Ginger and turmeric. An ancient herb with anti-inflammatory and antioxidant properties, ginger can be used in many ways. Slice it and pour hot water over it your favorite mug to create a fresh tea, grate onto salads, or add it to your bok choy stir fry. Turmeric, also helps support the body’s natural anti-inflammatory responses with the active compound, curcumin, as well as antioxidants. This ginger-looking root pairs quite well with ginger. Use them together in your favorite Indian curry or add a few slices to your favorite nut-milk and heat it up for a nightcap.
Hot peppers. If like a little kick in your food, you’ll love that hot peppers contain the active compound, capsaicinoids, which help give the body support both internally and externally.
Nuts and seeds. Certain nuts and seeds contain high levels of alpha-linoleic acid, an anti-inflammatory omega-3 fatty acid. Walnuts, flaxseed, and chia seeds make ideal choices. Roast and add them to a trail mix, craft your own dukkah, or simply eat them as they come.
Healthy fats like olive oil, avocado, and salmon. Well-loved in the Mediterranean diet, olive oil is a wonderful, anti-inflammatory option that has been shown to reduce inflammation. Drizzle on salads, use in marinades or add to soup. Avocado is an excellent source of good fat that happens to be great in sushi and on your gluten-free version of avocado toast, like fresh spelt or buckwheat bread. Salmon is jam-packed with omega-3’s and is proven to reduce inflammatory symptoms.

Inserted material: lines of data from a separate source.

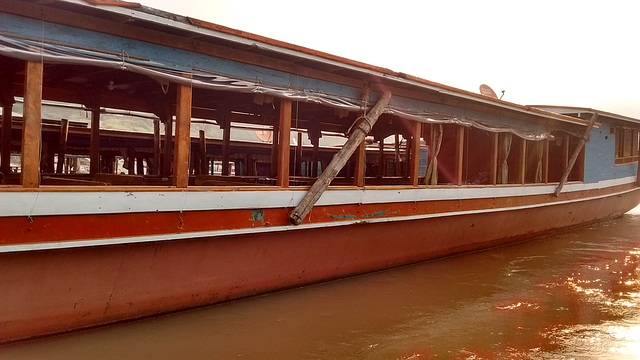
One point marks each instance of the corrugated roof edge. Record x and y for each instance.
(589, 110)
(382, 71)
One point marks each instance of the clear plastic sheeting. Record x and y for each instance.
(57, 54)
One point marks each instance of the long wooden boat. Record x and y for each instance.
(423, 170)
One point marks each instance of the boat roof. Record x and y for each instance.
(579, 111)
(143, 16)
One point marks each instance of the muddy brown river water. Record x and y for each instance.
(571, 296)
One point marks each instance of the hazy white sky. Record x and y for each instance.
(579, 53)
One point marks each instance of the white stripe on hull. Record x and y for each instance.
(244, 231)
(39, 203)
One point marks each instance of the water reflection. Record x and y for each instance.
(571, 296)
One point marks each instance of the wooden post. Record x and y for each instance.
(459, 154)
(183, 137)
(226, 140)
(298, 162)
(168, 145)
(5, 151)
(415, 155)
(638, 163)
(522, 167)
(494, 158)
(284, 141)
(398, 165)
(157, 147)
(358, 174)
(381, 163)
(274, 148)
(62, 144)
(94, 165)
(576, 152)
(32, 123)
(202, 149)
(359, 130)
(545, 162)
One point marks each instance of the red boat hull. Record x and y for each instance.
(65, 289)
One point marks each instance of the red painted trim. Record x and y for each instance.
(44, 229)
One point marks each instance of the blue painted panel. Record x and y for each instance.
(600, 157)
(163, 56)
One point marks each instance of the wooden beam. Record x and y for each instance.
(274, 148)
(62, 144)
(415, 154)
(183, 136)
(284, 141)
(225, 123)
(459, 154)
(202, 149)
(358, 174)
(576, 152)
(32, 123)
(157, 147)
(5, 150)
(522, 166)
(545, 162)
(94, 165)
(494, 158)
(168, 144)
(359, 130)
(381, 163)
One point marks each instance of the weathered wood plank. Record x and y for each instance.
(32, 123)
(360, 130)
(183, 136)
(415, 154)
(284, 147)
(576, 152)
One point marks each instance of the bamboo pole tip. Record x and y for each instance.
(295, 218)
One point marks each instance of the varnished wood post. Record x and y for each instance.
(415, 154)
(204, 163)
(94, 165)
(168, 145)
(274, 148)
(5, 151)
(226, 141)
(494, 158)
(360, 129)
(157, 147)
(545, 162)
(576, 152)
(62, 145)
(398, 165)
(358, 174)
(32, 123)
(183, 137)
(459, 154)
(284, 141)
(522, 167)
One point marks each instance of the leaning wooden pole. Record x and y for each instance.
(361, 128)
(576, 152)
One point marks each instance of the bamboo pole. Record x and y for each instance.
(360, 130)
(32, 123)
(183, 137)
(576, 152)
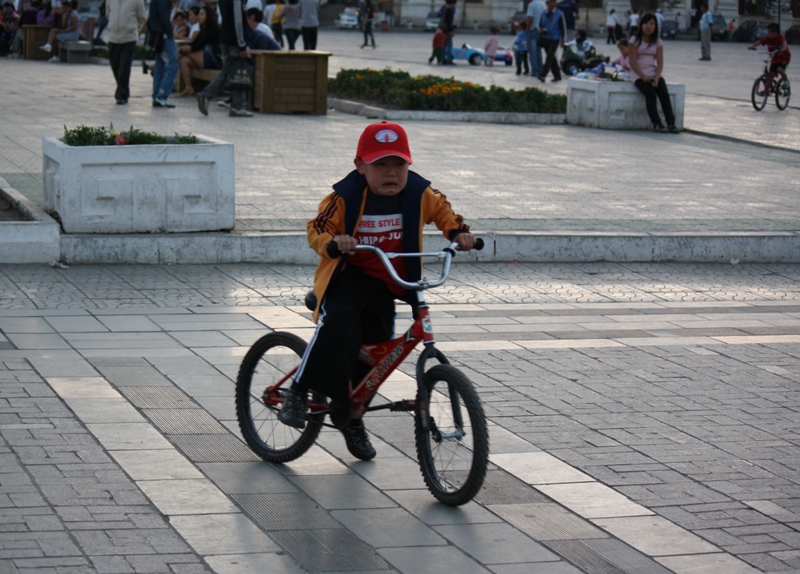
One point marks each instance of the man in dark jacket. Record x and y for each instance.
(233, 37)
(448, 26)
(160, 24)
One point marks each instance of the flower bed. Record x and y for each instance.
(399, 89)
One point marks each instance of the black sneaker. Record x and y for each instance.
(355, 437)
(293, 411)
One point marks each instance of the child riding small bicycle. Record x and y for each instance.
(777, 46)
(380, 203)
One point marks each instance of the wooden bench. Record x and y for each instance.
(74, 52)
(36, 36)
(200, 79)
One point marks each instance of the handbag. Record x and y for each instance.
(240, 77)
(154, 41)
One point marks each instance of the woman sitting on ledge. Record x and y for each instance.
(646, 55)
(203, 52)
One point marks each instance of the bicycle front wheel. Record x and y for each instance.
(760, 93)
(264, 376)
(783, 93)
(453, 452)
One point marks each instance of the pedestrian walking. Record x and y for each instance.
(159, 26)
(554, 29)
(366, 23)
(125, 19)
(447, 24)
(706, 21)
(233, 37)
(309, 23)
(611, 26)
(535, 10)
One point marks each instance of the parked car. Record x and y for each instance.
(476, 56)
(792, 35)
(472, 55)
(348, 19)
(669, 30)
(750, 31)
(719, 29)
(432, 21)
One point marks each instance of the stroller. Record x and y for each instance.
(572, 62)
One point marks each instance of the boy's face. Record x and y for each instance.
(386, 176)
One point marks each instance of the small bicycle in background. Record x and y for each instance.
(452, 440)
(763, 87)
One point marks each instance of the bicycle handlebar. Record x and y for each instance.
(446, 254)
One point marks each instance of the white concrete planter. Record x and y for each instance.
(140, 188)
(615, 105)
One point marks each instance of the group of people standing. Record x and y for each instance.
(211, 35)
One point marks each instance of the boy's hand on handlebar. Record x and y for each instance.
(346, 244)
(466, 241)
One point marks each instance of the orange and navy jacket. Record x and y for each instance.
(340, 214)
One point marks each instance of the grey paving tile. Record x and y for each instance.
(495, 543)
(342, 492)
(388, 528)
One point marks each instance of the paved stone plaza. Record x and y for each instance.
(644, 416)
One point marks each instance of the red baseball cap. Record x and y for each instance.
(381, 140)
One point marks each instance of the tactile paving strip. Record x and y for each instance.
(214, 448)
(547, 521)
(184, 421)
(101, 362)
(285, 511)
(135, 376)
(331, 550)
(502, 488)
(158, 397)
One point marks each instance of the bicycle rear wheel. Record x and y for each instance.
(269, 362)
(760, 93)
(783, 93)
(454, 452)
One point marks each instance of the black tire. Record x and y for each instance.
(453, 467)
(783, 93)
(267, 362)
(760, 93)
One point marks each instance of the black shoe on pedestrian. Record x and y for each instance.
(355, 435)
(293, 411)
(202, 103)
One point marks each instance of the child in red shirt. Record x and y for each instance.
(776, 44)
(438, 46)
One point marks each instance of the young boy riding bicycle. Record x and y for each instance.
(776, 44)
(380, 203)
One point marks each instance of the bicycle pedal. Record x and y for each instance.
(405, 405)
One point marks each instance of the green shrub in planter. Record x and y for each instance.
(399, 89)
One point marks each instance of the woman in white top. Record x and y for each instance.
(646, 54)
(611, 26)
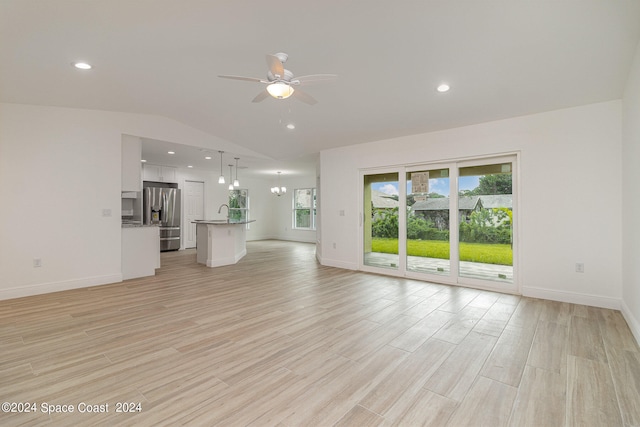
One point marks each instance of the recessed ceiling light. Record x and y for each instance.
(82, 65)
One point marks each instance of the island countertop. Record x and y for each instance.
(220, 222)
(220, 242)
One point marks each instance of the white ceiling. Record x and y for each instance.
(502, 58)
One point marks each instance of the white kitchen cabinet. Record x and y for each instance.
(159, 173)
(131, 155)
(140, 251)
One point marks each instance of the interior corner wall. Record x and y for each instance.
(60, 170)
(570, 195)
(631, 201)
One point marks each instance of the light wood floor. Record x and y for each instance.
(279, 340)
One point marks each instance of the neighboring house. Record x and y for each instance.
(437, 210)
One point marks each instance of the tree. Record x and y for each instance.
(494, 184)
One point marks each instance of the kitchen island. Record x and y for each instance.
(220, 242)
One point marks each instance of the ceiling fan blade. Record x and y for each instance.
(261, 96)
(246, 79)
(314, 78)
(304, 97)
(275, 65)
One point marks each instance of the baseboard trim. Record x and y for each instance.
(634, 324)
(572, 297)
(338, 264)
(45, 288)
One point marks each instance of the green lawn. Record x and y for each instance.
(475, 252)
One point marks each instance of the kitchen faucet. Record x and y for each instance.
(220, 209)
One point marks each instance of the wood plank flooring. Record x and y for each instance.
(279, 340)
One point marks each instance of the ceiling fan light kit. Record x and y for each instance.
(280, 90)
(280, 81)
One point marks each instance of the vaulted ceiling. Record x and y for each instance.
(501, 58)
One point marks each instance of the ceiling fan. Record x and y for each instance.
(280, 82)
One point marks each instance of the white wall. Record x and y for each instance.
(59, 169)
(631, 198)
(570, 195)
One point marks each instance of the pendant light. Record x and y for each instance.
(221, 179)
(278, 191)
(236, 183)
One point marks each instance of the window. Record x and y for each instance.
(304, 209)
(239, 205)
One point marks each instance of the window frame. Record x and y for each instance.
(246, 209)
(312, 210)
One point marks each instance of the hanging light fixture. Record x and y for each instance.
(221, 179)
(236, 183)
(278, 191)
(230, 178)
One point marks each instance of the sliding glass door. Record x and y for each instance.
(447, 222)
(428, 221)
(380, 220)
(485, 206)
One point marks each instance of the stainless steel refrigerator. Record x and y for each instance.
(161, 206)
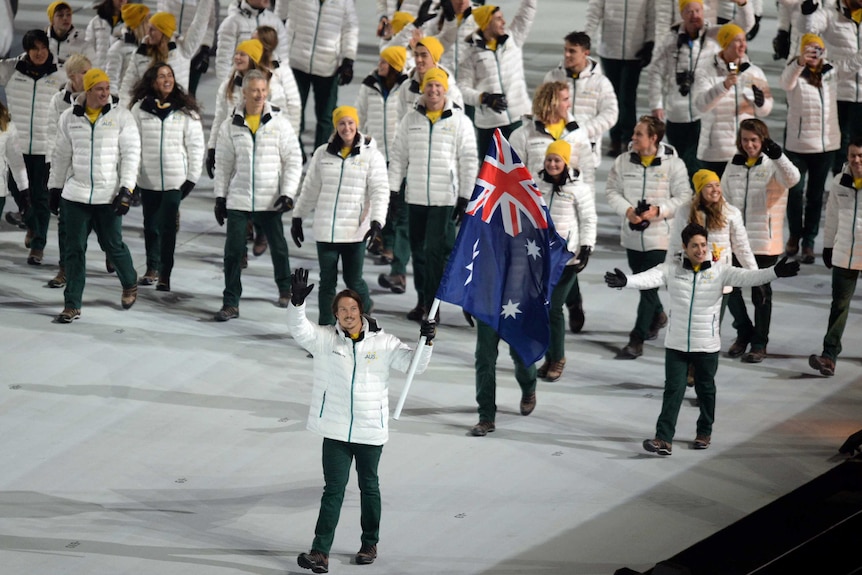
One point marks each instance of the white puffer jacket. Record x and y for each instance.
(321, 35)
(842, 230)
(92, 161)
(28, 98)
(11, 159)
(695, 299)
(722, 110)
(378, 114)
(346, 194)
(253, 170)
(500, 71)
(624, 25)
(175, 146)
(439, 160)
(760, 193)
(812, 112)
(350, 396)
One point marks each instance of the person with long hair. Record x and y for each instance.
(169, 121)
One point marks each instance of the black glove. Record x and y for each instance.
(827, 258)
(460, 210)
(616, 278)
(345, 72)
(374, 238)
(583, 257)
(187, 188)
(771, 149)
(211, 163)
(296, 231)
(54, 200)
(785, 269)
(496, 102)
(781, 45)
(299, 287)
(123, 201)
(645, 54)
(220, 210)
(283, 204)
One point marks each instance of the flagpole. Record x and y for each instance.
(414, 363)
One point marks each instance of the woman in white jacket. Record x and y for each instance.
(171, 163)
(347, 188)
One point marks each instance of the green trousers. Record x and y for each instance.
(337, 457)
(235, 249)
(79, 220)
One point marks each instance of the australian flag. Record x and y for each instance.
(508, 256)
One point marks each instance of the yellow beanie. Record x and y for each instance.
(94, 76)
(401, 19)
(344, 112)
(560, 147)
(702, 178)
(483, 14)
(53, 8)
(253, 47)
(435, 75)
(727, 33)
(395, 56)
(165, 22)
(433, 45)
(134, 15)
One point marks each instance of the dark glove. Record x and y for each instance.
(771, 149)
(54, 200)
(460, 210)
(299, 287)
(827, 258)
(123, 201)
(496, 102)
(781, 45)
(645, 54)
(211, 163)
(345, 72)
(187, 188)
(785, 269)
(283, 204)
(583, 257)
(296, 231)
(616, 278)
(374, 238)
(220, 210)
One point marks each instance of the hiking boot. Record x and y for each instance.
(129, 297)
(658, 446)
(822, 364)
(317, 561)
(226, 312)
(482, 428)
(366, 555)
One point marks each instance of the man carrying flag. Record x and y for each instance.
(504, 265)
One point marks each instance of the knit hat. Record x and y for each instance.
(165, 22)
(134, 15)
(395, 56)
(702, 178)
(94, 76)
(483, 14)
(433, 46)
(52, 7)
(727, 33)
(561, 148)
(253, 47)
(344, 112)
(435, 75)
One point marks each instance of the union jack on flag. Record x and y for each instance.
(508, 256)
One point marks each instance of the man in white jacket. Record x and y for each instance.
(695, 286)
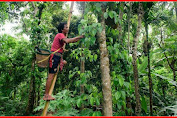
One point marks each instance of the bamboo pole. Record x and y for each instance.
(68, 23)
(44, 112)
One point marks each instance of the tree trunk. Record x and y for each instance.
(31, 97)
(82, 71)
(175, 4)
(149, 69)
(129, 16)
(82, 59)
(38, 93)
(135, 69)
(120, 24)
(105, 70)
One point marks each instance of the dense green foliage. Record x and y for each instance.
(39, 21)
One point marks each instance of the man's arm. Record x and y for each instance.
(72, 40)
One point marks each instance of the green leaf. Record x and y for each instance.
(92, 40)
(97, 101)
(123, 94)
(111, 14)
(97, 113)
(121, 80)
(98, 7)
(144, 104)
(79, 102)
(143, 66)
(117, 95)
(105, 15)
(95, 57)
(92, 101)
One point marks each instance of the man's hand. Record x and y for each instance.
(82, 36)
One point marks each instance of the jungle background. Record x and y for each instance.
(125, 66)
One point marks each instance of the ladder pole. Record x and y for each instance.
(69, 19)
(44, 112)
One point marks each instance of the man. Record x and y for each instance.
(58, 43)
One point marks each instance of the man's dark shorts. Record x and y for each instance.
(53, 63)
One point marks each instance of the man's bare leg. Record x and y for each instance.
(47, 88)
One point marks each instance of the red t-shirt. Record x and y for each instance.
(57, 43)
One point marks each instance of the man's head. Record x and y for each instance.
(63, 28)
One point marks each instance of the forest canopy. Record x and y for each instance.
(125, 65)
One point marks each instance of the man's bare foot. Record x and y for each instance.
(64, 62)
(48, 97)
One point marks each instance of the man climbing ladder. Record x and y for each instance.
(58, 43)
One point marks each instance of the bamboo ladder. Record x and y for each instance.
(44, 113)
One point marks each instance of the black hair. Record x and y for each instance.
(61, 27)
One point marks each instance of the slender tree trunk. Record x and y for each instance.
(32, 93)
(82, 71)
(174, 75)
(129, 16)
(105, 70)
(128, 98)
(120, 24)
(82, 61)
(175, 4)
(38, 93)
(31, 97)
(135, 69)
(149, 69)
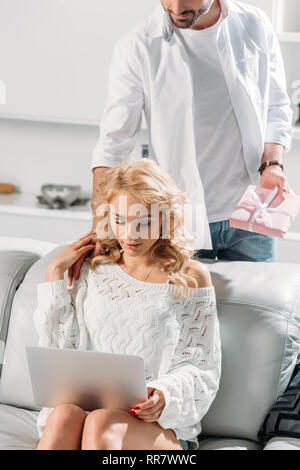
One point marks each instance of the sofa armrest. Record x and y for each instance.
(13, 268)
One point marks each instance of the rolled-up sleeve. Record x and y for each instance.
(122, 116)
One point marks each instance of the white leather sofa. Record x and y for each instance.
(259, 313)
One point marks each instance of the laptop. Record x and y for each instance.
(89, 379)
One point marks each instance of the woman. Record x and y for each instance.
(151, 300)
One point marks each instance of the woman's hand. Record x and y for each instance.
(69, 255)
(150, 410)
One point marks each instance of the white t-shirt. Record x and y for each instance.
(219, 151)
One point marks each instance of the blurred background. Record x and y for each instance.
(54, 64)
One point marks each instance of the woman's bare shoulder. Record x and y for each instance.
(200, 271)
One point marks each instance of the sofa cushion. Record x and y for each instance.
(13, 267)
(283, 443)
(18, 429)
(15, 384)
(259, 311)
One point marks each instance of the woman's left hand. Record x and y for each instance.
(150, 410)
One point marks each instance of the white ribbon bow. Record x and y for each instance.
(262, 213)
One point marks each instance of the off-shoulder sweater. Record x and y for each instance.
(111, 311)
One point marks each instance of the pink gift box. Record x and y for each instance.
(264, 211)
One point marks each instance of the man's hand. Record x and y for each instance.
(74, 270)
(151, 409)
(273, 176)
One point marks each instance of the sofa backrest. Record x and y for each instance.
(258, 309)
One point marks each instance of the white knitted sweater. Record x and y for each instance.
(111, 311)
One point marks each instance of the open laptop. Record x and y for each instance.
(89, 379)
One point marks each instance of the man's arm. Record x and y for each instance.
(278, 134)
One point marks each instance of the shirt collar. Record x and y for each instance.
(160, 24)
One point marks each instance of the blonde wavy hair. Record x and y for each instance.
(150, 184)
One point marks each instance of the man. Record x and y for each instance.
(210, 78)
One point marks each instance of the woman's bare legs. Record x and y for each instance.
(63, 429)
(114, 429)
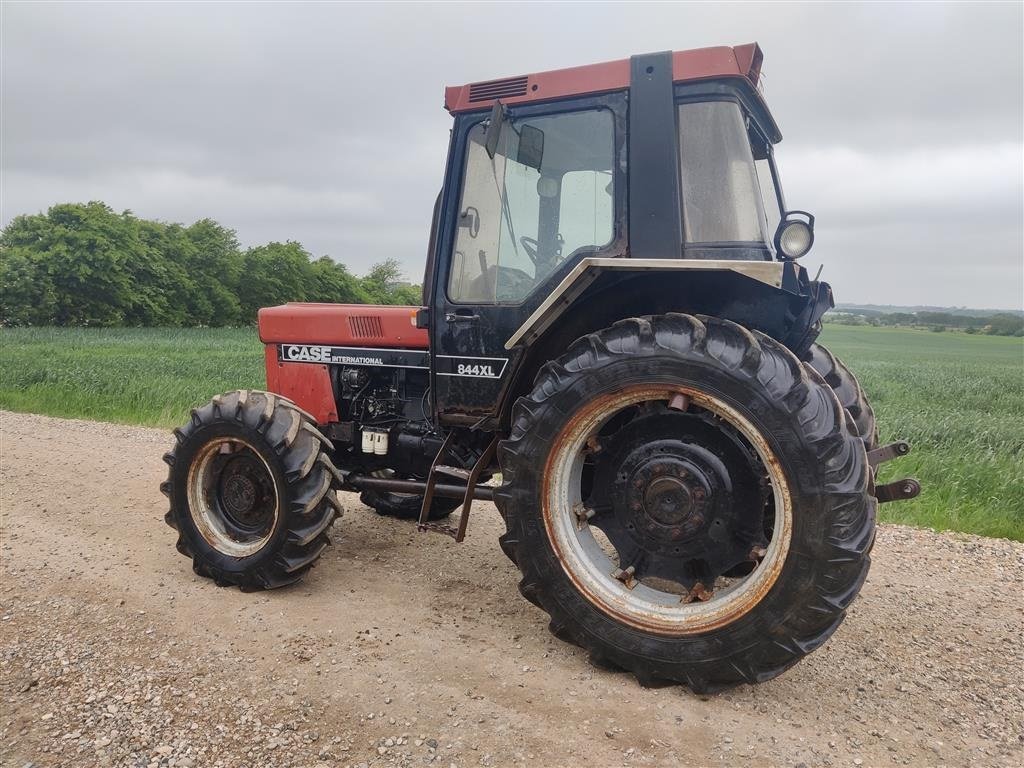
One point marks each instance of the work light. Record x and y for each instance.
(796, 235)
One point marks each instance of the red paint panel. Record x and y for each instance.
(701, 64)
(305, 384)
(342, 325)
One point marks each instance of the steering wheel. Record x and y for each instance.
(530, 246)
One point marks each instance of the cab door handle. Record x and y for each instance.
(462, 315)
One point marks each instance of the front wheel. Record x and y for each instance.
(686, 502)
(251, 489)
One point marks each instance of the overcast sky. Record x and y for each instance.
(325, 124)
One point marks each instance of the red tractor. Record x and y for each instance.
(614, 322)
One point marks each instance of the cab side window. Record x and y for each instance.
(546, 196)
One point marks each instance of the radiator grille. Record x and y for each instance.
(366, 327)
(498, 89)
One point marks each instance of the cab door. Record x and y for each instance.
(515, 223)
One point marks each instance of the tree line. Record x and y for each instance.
(998, 324)
(83, 264)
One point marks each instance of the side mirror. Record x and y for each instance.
(494, 129)
(795, 235)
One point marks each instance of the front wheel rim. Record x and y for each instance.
(232, 497)
(583, 549)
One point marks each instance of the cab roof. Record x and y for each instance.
(742, 61)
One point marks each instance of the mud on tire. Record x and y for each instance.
(251, 491)
(824, 466)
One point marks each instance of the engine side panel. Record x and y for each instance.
(343, 325)
(308, 385)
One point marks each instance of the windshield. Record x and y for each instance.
(520, 220)
(722, 200)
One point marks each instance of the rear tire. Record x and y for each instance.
(848, 389)
(823, 517)
(251, 488)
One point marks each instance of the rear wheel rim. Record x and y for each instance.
(670, 491)
(232, 497)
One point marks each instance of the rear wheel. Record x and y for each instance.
(685, 502)
(848, 389)
(251, 491)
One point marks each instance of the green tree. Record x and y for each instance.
(333, 284)
(273, 273)
(83, 251)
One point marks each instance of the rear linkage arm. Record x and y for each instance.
(896, 491)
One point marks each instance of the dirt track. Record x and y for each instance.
(403, 648)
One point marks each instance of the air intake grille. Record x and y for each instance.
(498, 89)
(366, 327)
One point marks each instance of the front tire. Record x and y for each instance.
(251, 491)
(653, 581)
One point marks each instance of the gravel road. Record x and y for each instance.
(403, 648)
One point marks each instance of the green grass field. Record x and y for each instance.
(957, 398)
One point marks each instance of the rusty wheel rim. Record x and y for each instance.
(651, 604)
(232, 499)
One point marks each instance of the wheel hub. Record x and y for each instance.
(245, 494)
(666, 499)
(685, 504)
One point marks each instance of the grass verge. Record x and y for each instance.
(957, 398)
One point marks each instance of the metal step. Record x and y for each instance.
(438, 527)
(469, 475)
(454, 471)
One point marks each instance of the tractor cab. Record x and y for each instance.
(658, 163)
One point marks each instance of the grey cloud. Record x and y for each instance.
(324, 123)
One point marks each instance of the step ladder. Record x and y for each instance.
(470, 476)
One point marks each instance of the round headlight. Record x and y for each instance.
(795, 240)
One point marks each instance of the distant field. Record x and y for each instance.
(957, 398)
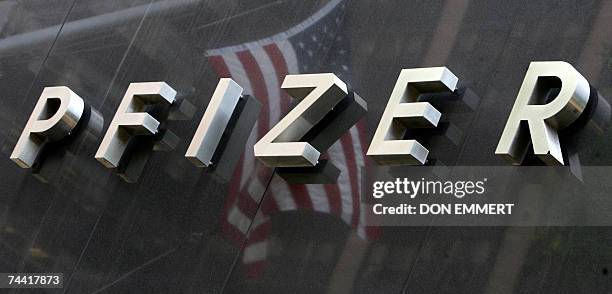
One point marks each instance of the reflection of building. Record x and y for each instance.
(177, 231)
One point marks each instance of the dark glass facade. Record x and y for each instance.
(162, 225)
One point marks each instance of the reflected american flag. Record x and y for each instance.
(314, 45)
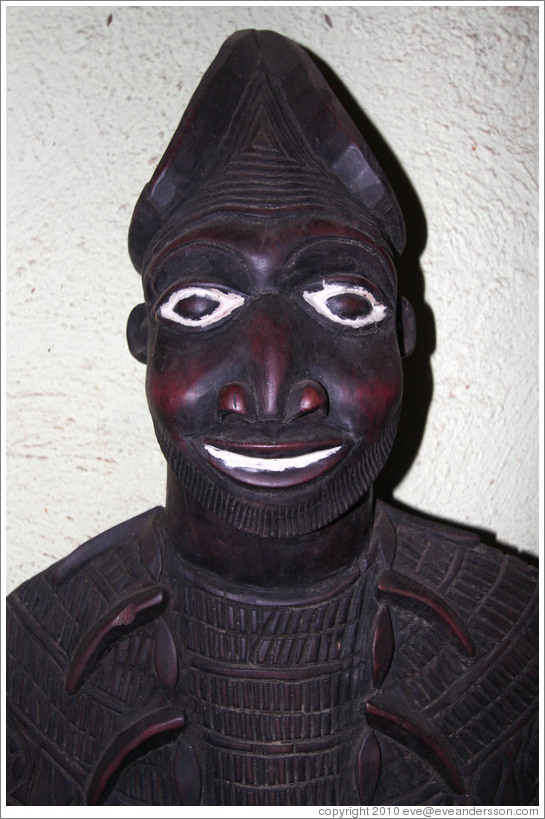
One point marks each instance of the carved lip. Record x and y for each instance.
(277, 463)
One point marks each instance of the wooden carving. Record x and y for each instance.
(274, 635)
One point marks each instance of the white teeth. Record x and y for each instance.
(235, 460)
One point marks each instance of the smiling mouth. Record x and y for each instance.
(274, 465)
(269, 463)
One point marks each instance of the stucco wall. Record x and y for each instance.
(93, 96)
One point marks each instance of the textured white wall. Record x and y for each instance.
(93, 96)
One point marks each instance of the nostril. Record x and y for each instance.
(232, 398)
(306, 397)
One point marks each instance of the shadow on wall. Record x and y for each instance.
(417, 367)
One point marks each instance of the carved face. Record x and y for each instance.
(274, 373)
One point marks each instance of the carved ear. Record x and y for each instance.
(406, 326)
(137, 332)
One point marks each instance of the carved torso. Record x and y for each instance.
(405, 680)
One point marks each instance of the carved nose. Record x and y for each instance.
(304, 398)
(234, 398)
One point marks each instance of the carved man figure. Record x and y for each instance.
(273, 635)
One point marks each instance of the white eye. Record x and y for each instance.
(344, 303)
(199, 306)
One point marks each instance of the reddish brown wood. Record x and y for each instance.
(273, 635)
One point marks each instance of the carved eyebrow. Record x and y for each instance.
(355, 259)
(196, 260)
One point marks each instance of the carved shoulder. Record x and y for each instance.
(463, 683)
(65, 625)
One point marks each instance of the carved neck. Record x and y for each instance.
(205, 540)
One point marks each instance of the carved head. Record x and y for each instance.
(266, 241)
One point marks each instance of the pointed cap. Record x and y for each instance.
(264, 135)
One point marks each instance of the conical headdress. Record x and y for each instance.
(264, 135)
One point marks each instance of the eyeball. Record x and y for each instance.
(350, 305)
(199, 306)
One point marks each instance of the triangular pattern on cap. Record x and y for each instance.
(264, 134)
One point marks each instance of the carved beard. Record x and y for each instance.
(321, 502)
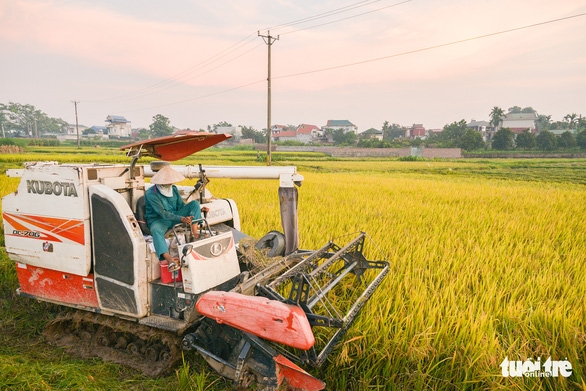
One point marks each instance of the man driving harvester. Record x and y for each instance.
(165, 208)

Foods That Can Cause Inflammation
As with all things, there is a yin to every yang. You now know what to consume, so what foods should you avoid?
Fried foods. Chicken strips, cheese sticks, and french fries are not only pro-inflammatory, they also increase your risk for diabetes and heart disease.
Red and processed meats. As the authors of one study found, “Increased red meat consumption is… associated with a greater risk of metabolic syndrome and inflammation.”
Refined carbohydrates. Whether in the form of white bread or pies, pastries or cakes, pizza dough or sweet desserts, foods that contain refined carbs are better left on their shelves.
Processed sugary foods and soda. Sugar-sweetened foods and beverages can increase inflammation and increase your chance of developing conditions like diabetes.
Food as Medicine
An anti-inflammatory diet can help reduce symptoms associated with conditions like osteoarthritis and may help reduce fatigue, help you feel more energized, and provide a sense of overall wellbeing. It’s important to realize that what you put in your body greatly affects your overall health, both mentally and physically.